Thinking about his wife, thinking what an awful person he must be, thinking he must be a liar and you're naive is all bullshit. It doesn't help, but goady posters on here love to tell you you're a fool and just a shag.

The reality is people just don't often risk everything for just a shag. And if they do, it's one night stands or quick dalliances. They don't maintain the affair for months or years unless feelings are involved.

Does it make it better? No. Does it make it easier? Hell no. But the idea that everyone who has an affair is a serial liar and cheat is just stupid. And proved wrong on this site daily.

I was 1000% convinced mine would work out right because I knew him.
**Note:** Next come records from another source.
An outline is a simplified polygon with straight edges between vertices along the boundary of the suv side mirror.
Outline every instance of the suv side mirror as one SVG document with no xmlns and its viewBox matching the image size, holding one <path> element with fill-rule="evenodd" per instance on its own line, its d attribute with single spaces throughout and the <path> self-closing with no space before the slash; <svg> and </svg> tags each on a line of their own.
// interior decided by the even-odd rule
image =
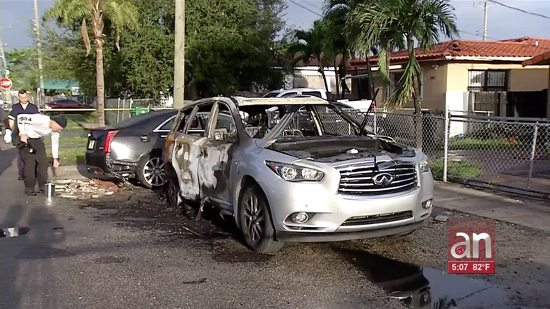
<svg viewBox="0 0 550 309">
<path fill-rule="evenodd" d="M 216 129 L 214 132 L 214 139 L 216 141 L 227 141 L 227 130 L 225 129 Z"/>
</svg>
And none of my reasons proved wrong, but I was living in a fantasy world where we could just be a happy family after the fact. In the end, the guilt of what it would do to his wife and children was too much and we broke up. He spiralled from a mixture of guilt and being unhappy without me and is now severely depressed which is impacting on the family he tried to protect (albeit late).

I did the same, came very very low, and though better am still not over it. We also can't go NC due to work though thankfully I have moved jobs but we still cross paths.

We were together a year and broke up
4months ago, and I don't see myself getting over it anytime soon. People talk of limerence and fantasy but I fell in love with this man and still have to grieve for it all.